Livre reçu dans le cadre de l'opération « Masse Critique ».
Je me suis fait emporter par ce livre surprenant, déroutant, inclassable.
Ce n'est ni un essai sur la mer bien qu'il en fasse la perpétuelle description, ni un témoignage bien qu'il témoigne de sa beauté et de sa dangerosité, ni un roman bien que les chapitres autonomes rassemblent des histoires qui, si elles ne se suivent pas sous une forme narrative classique racontent sa fascination.
C'est l'histoire dramatique du monde, de la mort de son frère, du déracinement des migrants. Celle d'un monde liquide qui n'est pas frontière mais passage entre deux mondes, celui du haut et celui du bas, ou celui des limbes qui rejoignent les abysses.
C'est donc une sorte de long poème mélangeant les genres, relevé de nombreuses citations de poètes ou écrivains (
Rimbaud,
Federico Garcia Lorca, Édouard Glissant,
Andrée Chedid, etc.).

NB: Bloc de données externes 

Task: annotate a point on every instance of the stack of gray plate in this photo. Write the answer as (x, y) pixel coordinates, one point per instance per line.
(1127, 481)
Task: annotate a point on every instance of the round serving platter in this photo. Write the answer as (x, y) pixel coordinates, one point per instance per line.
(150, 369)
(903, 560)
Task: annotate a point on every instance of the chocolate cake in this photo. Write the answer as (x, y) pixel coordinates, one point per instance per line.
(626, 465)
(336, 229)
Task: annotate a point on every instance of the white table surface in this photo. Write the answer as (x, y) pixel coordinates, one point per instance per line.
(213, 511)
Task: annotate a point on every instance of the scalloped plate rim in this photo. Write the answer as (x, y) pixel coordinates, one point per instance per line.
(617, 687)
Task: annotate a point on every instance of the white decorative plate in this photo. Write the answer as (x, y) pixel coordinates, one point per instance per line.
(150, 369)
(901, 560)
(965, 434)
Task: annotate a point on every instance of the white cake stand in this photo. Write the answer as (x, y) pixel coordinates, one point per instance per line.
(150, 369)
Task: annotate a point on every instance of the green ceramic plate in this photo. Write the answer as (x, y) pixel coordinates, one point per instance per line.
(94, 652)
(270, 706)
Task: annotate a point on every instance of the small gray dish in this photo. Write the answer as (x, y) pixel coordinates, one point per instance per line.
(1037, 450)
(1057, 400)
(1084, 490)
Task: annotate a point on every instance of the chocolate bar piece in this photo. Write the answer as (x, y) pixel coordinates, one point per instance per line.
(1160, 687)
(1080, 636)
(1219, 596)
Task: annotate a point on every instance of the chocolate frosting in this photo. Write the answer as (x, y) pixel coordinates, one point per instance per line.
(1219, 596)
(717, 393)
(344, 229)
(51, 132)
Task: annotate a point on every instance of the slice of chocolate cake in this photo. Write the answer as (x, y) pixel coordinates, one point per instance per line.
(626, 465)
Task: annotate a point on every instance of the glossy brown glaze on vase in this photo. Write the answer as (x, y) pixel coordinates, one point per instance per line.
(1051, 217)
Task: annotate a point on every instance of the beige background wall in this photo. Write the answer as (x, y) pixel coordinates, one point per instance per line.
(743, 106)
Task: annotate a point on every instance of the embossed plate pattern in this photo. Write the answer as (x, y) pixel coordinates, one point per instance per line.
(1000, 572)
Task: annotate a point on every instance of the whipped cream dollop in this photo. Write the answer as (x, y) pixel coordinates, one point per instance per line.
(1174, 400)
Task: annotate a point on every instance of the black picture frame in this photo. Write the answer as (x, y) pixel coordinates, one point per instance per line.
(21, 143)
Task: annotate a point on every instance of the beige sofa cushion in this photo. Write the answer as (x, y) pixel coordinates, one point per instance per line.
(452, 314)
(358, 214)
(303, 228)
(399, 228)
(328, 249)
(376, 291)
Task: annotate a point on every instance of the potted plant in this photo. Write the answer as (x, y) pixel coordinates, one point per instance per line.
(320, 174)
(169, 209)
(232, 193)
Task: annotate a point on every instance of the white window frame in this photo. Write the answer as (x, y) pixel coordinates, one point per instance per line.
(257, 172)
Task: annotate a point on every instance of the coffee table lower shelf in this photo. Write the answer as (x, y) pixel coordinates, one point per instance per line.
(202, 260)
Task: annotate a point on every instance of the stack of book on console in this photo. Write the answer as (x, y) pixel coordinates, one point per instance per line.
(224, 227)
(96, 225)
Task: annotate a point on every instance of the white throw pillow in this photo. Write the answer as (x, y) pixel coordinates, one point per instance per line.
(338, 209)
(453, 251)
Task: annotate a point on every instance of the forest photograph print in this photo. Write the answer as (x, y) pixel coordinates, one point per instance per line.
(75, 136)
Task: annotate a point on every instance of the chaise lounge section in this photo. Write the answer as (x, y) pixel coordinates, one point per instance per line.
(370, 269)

Cette ode à la mer peu classique est vécue comme lieu de liberté, source de joie et de détresse. Elle file le vocabulaire de l'imaginaire, du non langage ou du langage empêché. L'auteure mobilise tout le champ lexical et sémantique de l'eau pour distiller dans chaque réflexion, observation, souvenir, expérience, personnelle ou écoutée, un rythme, une cadence, un flux, une danse réglée par des répétitions, des anaphores qui produisent un tourbillon de mots et d'images. Elle construit une écriture liquide (p24), une « écriture du dégel », une langue étrange…qui épouse la fluidité de l'eau…s'ouvre au monde…défie les frontières et les barrages…oublie le temps…loin de la côte…et retrouve…la joie enfantine de naviguer librement… (p125).
Pratiquant un onirisme éveillé ou un surréalisme conscient, elle traduit l'enfant qu'elle a été, le frère qu'elle a perdu étant enfant, les enfants qu'elle écoute dans son métier. Elle décrit le maelstrom des cris et l'errance vers la paix de la matrice. Une enfance dont elle relate les histoires, les contes (Sind Bâb, Ulysse, Moïse, le Petit Poucet, Les mille et une nuits) et dont elle chante les refrains « hisse et ho » (p62). le titre du livre rappelle encore un jeu d'enfant. Mais le jeu tourne mal et le frère tant aimé s'efface comme l'enfance qu'elle ne cesse de réinvestir à travers les mots inaptes ou l'absence de mots, un langage du corps plus vrai.
Bien des souvenirs d'enfance sont liés à une langue difficile : Moïse est bègue, Poucet est muet, Moussa hurle, certains restent mutiques quand d'autres parodient (à Terezin, p108). Quant à
Pascale Ruffel, elle a été touchée/coulée (p134) le jour où son frère a été touché/coulé, d'où le titre de son livre au masculin. Elle en gardera le traumatisme d'un « fratricide en mots ».
Néanmoins, l'écrivaine a su tirer l'élan de vie hors de sa blessure et de celles de ceux dont elle a partagé les drames. Comme la jeune Esperanza sur le bateau,
Pascale Ruffel se poste en vigie et aimerait réenchanter le monde.